The first two of the three physiological (subjective) characteristics - Strength. height, timbre - are characterized physically by distance and velocity of the oscillations, respectively. How does timbre manifest itself objectively? Answer: In the form of the oscillations. You can cause a sounding body to record its vibrations: By attaching to a sounding tuning fork a pin and letting a plate, covered with soot, glide underneath it, so that the pin leaves a trace; by illuminating a small section of a sounding string (inside an otherwise dark room) and taking a photos while moving the film sidewards to the direction of vibration. The membrane of the Phon-autograph of E.L.Scott 1861 and the phonograph of Edison are generally convenient means for such studies. The curves of Fig. 317 were obtained by means of the Phon-autograph.
The membrane in the Phon-autograph corresponds to the ear drum and a given curve to an ear's sensing: Its impression of a given timbre. What links the characteristic form of the curve and the characteristic timbre? The curves of Fig. 317 are more complicated than those of a simple wave form, however they are related to them in a simple manner. We know from our study of the superposition of wave motions that several causes of oscillations, acting at the same location simultaneously, add or subtract to or from each other, depending on whether they act in the same direction or not, moreover, that a very complicated motion may result from such superposition (Fig. 318).
Fourier's Theorem.

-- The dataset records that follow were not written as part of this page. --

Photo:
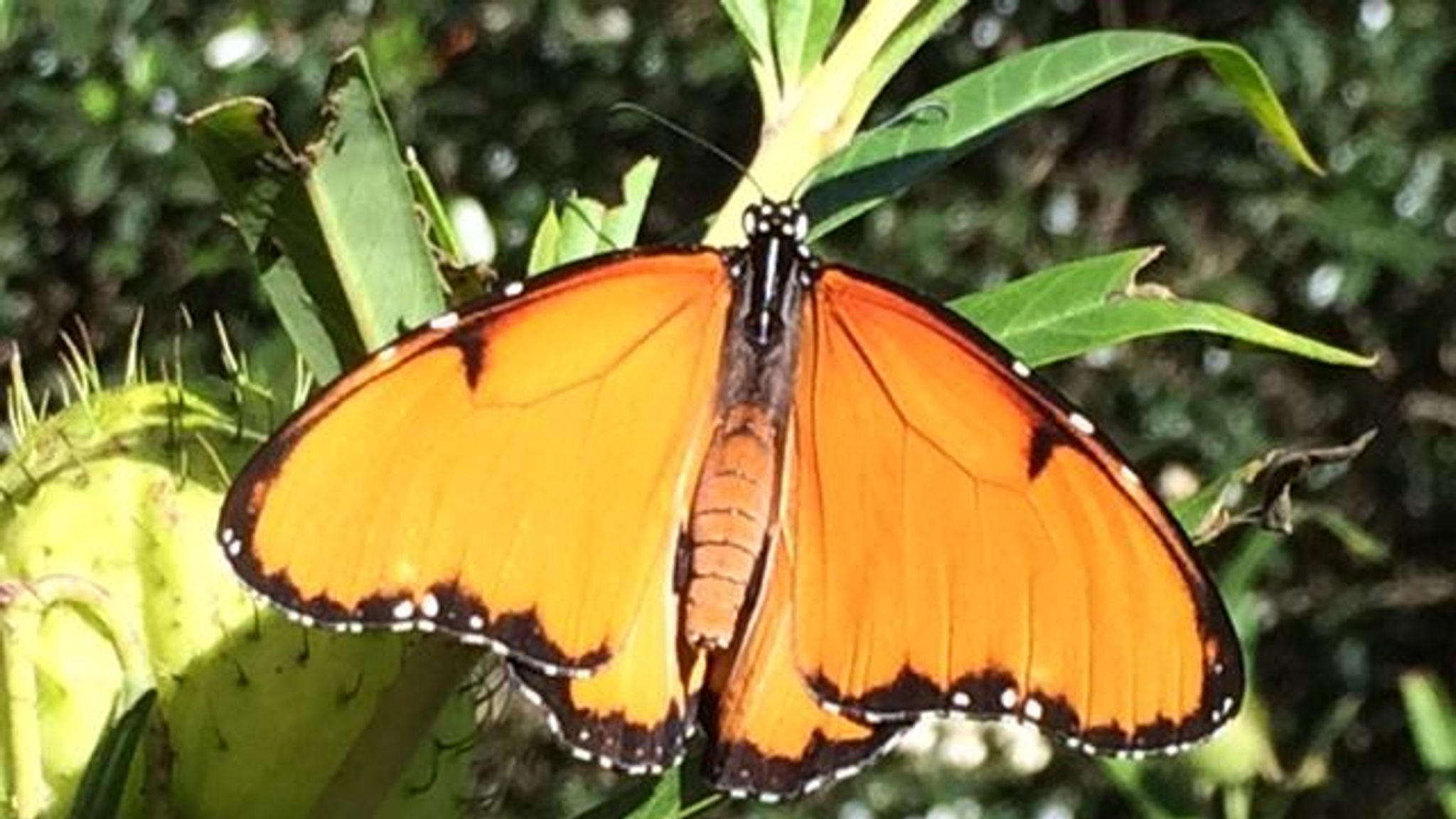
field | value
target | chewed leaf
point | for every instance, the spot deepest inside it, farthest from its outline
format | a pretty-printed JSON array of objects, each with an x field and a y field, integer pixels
[
  {"x": 582, "y": 226},
  {"x": 1260, "y": 491},
  {"x": 1079, "y": 306},
  {"x": 332, "y": 228}
]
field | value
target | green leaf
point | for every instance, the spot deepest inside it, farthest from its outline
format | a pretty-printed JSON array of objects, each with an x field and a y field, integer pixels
[
  {"x": 676, "y": 795},
  {"x": 825, "y": 16},
  {"x": 1074, "y": 308},
  {"x": 334, "y": 228},
  {"x": 907, "y": 40},
  {"x": 751, "y": 21},
  {"x": 1433, "y": 729},
  {"x": 543, "y": 247},
  {"x": 621, "y": 225},
  {"x": 101, "y": 788},
  {"x": 580, "y": 226},
  {"x": 801, "y": 33},
  {"x": 947, "y": 123}
]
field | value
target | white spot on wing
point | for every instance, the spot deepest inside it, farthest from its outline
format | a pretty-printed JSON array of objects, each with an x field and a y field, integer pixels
[
  {"x": 1033, "y": 710},
  {"x": 1081, "y": 423},
  {"x": 1008, "y": 698},
  {"x": 444, "y": 321}
]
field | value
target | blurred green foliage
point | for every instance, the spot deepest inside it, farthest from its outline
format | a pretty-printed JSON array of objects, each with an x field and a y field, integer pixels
[{"x": 104, "y": 212}]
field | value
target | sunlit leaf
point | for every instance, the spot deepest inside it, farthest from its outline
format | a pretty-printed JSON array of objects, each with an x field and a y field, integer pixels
[
  {"x": 1079, "y": 306},
  {"x": 947, "y": 123}
]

Ohm's Law
JFourier 1843 has shown that every arbitrary periodic form of oscillation - for example, each of the two curves shown in Fig. 317 - can be decomposed into a number of simple forms of vibration, and indeed only in a unique manner; the periods of these oscillations are related to each other as the numbers 1, 2, 3, иии.
Just as the curve d in Fig. 318 can be decomposed into the curves a, b, c, you can decompose the curves of Fig. 317. You should envisage that every partial curve represents a tone, the Hertz number its height, the amplitude its strength. Hence the complicated sound records tell you in the sense of Fourier's Theorem: The sources of sound do not emit a single tone, but a mixture of tones, which differ in height and strength, but not otherwise. Moreover, if you realize that the membrane of the Phon-autograph corresponds to the ear drum and its curve to a definite sensing of a sound, Fourier's Theorem can be reformulated, following Helmholtz: "Every vibratory motion of the air in the auditory channel, which corresponds to a musical sound, can always be represented (and every time only in a unique manner) by simple oscillations, which correspond to the partial tones of this sound."

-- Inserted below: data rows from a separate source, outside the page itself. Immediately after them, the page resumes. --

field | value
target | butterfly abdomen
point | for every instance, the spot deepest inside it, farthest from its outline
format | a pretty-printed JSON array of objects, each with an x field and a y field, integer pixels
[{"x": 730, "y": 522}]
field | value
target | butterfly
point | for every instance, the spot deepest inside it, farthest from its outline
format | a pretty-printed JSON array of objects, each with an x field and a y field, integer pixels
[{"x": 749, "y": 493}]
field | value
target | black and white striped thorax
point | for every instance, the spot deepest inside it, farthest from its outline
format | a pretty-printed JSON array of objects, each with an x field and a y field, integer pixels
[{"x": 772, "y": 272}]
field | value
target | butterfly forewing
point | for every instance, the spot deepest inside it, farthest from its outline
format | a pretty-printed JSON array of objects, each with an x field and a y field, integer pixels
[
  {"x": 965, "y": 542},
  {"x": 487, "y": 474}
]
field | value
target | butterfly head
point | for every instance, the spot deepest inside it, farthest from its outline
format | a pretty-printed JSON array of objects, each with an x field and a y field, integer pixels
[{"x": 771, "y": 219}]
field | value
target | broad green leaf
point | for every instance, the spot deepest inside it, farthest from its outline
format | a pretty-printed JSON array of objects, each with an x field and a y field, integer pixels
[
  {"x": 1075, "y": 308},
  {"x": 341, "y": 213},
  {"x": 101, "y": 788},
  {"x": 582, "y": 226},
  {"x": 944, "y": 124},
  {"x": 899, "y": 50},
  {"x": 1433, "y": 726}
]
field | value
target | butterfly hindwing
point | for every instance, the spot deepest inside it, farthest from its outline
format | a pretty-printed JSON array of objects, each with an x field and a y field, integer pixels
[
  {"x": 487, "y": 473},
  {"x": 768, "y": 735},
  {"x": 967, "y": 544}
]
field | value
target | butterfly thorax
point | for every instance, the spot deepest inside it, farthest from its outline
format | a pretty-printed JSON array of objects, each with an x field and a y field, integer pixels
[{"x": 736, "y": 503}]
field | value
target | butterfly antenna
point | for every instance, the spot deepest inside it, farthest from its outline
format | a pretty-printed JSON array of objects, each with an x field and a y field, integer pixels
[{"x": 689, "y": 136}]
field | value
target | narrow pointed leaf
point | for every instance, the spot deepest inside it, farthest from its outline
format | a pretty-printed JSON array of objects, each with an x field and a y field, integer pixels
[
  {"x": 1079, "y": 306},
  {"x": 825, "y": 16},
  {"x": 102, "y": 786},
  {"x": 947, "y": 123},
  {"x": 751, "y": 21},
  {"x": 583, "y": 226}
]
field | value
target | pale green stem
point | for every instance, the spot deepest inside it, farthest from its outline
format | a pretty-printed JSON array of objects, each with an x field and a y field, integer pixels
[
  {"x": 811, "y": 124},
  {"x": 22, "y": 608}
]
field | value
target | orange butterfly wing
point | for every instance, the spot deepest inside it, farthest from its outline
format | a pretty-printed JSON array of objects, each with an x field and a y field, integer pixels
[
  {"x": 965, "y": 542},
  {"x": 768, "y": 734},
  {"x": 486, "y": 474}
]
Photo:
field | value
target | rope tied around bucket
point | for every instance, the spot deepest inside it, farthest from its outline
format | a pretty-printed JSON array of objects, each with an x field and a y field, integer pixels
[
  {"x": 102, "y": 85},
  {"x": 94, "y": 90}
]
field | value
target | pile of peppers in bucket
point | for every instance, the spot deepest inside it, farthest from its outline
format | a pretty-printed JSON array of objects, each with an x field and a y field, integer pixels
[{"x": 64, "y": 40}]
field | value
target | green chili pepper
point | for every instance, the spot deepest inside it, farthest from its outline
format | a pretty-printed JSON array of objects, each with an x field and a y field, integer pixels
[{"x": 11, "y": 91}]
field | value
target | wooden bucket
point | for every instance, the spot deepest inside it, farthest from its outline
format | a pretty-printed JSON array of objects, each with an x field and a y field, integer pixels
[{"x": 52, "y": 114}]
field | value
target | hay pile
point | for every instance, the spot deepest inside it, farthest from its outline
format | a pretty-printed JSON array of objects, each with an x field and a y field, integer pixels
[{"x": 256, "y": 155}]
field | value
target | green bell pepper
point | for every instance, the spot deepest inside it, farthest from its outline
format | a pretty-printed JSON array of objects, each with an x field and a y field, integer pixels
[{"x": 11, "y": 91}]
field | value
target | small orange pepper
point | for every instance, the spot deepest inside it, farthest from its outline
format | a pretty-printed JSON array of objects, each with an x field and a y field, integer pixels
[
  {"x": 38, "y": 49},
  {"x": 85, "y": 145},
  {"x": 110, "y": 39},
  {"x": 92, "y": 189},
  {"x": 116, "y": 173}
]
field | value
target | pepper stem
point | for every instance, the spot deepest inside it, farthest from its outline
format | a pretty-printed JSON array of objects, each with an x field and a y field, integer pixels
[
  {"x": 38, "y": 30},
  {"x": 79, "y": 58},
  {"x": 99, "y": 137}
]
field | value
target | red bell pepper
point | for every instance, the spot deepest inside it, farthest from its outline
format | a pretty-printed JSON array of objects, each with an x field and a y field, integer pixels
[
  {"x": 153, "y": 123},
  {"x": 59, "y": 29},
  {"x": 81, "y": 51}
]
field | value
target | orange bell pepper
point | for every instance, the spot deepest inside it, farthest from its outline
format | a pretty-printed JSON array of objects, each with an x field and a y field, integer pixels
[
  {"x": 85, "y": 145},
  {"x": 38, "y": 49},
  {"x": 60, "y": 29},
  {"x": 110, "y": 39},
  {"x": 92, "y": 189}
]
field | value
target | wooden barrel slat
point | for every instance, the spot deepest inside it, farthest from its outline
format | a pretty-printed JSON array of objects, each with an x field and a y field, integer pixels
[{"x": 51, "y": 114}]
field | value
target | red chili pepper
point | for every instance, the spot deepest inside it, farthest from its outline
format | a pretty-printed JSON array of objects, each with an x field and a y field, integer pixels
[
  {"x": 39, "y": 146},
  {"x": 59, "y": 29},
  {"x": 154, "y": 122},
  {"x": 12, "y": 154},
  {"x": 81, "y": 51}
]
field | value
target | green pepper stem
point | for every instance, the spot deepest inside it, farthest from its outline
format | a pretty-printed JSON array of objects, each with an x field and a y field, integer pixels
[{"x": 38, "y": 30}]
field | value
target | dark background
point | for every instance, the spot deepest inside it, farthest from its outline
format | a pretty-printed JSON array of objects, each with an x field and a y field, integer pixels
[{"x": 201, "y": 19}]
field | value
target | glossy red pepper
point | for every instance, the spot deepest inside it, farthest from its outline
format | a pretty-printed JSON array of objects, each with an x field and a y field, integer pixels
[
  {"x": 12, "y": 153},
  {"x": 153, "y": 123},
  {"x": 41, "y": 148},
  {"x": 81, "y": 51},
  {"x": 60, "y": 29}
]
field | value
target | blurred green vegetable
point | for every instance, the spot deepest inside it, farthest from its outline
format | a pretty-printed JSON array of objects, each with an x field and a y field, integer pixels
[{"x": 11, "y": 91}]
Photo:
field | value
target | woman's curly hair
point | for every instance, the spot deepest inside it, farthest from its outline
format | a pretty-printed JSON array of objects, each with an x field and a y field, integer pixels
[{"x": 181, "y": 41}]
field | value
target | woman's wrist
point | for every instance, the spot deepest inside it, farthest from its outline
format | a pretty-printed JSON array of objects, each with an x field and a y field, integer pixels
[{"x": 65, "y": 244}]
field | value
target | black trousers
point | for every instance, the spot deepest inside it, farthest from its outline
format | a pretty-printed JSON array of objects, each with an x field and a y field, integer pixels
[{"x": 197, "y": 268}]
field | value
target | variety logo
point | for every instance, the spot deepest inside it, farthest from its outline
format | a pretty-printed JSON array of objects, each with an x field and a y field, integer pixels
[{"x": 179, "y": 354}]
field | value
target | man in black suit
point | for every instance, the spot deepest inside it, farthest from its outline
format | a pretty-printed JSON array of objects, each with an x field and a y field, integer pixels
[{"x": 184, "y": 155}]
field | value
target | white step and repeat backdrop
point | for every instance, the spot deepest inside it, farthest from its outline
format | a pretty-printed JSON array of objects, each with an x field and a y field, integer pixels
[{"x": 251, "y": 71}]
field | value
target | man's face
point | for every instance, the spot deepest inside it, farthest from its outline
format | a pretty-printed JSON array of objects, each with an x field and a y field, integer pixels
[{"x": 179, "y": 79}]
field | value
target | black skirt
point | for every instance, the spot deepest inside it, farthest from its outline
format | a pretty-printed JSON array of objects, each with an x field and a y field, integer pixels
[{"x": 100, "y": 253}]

These partial tones are in no way just a hypothesis, they can actually be heard. Ohm 1843 has formulated the theorem, that the ear senses only one pendulum like, that is, in our sense, simple oscillation as an undivided tone and decomposes each not pendulum like oscillation into a sequence of such oscillations, each of which it perceives as a unit. The reason why we, as a rule, do not sense them individually and require special training or special equipment for it is that the partial tones are mostly less strong compared with the base tone*. Hence the ear senses, as a rule, the base tone at its due height and strength, ascribes to the entire sound the height and strength of the base tone and believes that it hears a single homogeneous tone. However, it is mistaken! According to Helmholtz 1863, we hear the various instruments with different timbres due to the fact that they emit beside the base tone overtones - partial tones which have 2-, 3-, 4- иии times as many oscillations as the base tone and different heights and strengths.
* In all natural and musically employable sounds, the partial tones decrease in strength with height, but in some of the best musical timbres the strength of the lower overtones does not differ much from that of the base tone. The base tone is weaker for the sounds of the piano of the medium and lower octaves than the first or even the first two overtones. (Nernst )

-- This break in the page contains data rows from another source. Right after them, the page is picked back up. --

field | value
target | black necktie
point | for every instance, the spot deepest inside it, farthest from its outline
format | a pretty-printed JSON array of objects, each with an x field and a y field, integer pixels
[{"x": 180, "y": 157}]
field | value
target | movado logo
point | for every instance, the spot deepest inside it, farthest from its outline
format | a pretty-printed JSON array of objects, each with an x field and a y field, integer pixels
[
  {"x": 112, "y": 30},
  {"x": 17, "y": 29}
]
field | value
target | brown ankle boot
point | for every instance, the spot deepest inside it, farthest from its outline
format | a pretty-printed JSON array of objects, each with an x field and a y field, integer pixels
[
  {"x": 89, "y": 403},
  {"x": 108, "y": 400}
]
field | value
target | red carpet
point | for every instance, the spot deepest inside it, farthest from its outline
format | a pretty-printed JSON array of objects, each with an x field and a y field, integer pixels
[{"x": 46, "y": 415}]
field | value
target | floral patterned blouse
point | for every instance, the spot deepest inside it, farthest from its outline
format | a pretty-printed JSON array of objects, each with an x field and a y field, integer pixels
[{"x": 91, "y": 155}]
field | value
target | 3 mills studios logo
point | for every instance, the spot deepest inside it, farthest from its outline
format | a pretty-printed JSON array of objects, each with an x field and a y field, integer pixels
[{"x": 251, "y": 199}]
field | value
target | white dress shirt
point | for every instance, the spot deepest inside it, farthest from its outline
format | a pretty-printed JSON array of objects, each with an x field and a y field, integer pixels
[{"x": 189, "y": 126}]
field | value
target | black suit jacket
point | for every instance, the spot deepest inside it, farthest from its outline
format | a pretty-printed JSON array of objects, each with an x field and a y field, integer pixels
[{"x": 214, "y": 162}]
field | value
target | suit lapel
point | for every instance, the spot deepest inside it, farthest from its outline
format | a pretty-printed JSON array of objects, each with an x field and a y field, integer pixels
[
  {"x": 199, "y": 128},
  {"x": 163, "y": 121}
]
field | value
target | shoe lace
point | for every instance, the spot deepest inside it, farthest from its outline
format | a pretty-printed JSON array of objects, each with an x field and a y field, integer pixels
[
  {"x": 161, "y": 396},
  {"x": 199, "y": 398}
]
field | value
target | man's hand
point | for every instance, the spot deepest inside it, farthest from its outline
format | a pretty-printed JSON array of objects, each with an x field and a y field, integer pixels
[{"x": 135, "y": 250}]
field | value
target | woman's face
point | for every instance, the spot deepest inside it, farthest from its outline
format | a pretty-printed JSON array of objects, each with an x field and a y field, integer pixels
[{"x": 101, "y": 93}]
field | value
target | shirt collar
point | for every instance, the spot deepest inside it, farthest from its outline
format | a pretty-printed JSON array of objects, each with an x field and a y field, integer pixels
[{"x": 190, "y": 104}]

If there were no overtones, that is, only the base tone, or if all instruments had the same overtones, all of them would have the same sound. You cannot differentiate a tuning fork and a reed-pipe at the height of c5 (W.Preyer), because their overtones occur in the 7- and 8-' Octave and are inaudibly high.
For these reasons, you must make a distinction in Acoustics between sound and tone: Sound is the general impression of periodic motion of the air, tone the impression of a simple oscillation. You can only ascribe height to a single tone, you must ascribe, strictly speaking, different heights to a sound, corresponding to its different partial tones. We speak of consonance of different instruments, but every sound, which allows to differentiate overtones, is already a consonance of several tones.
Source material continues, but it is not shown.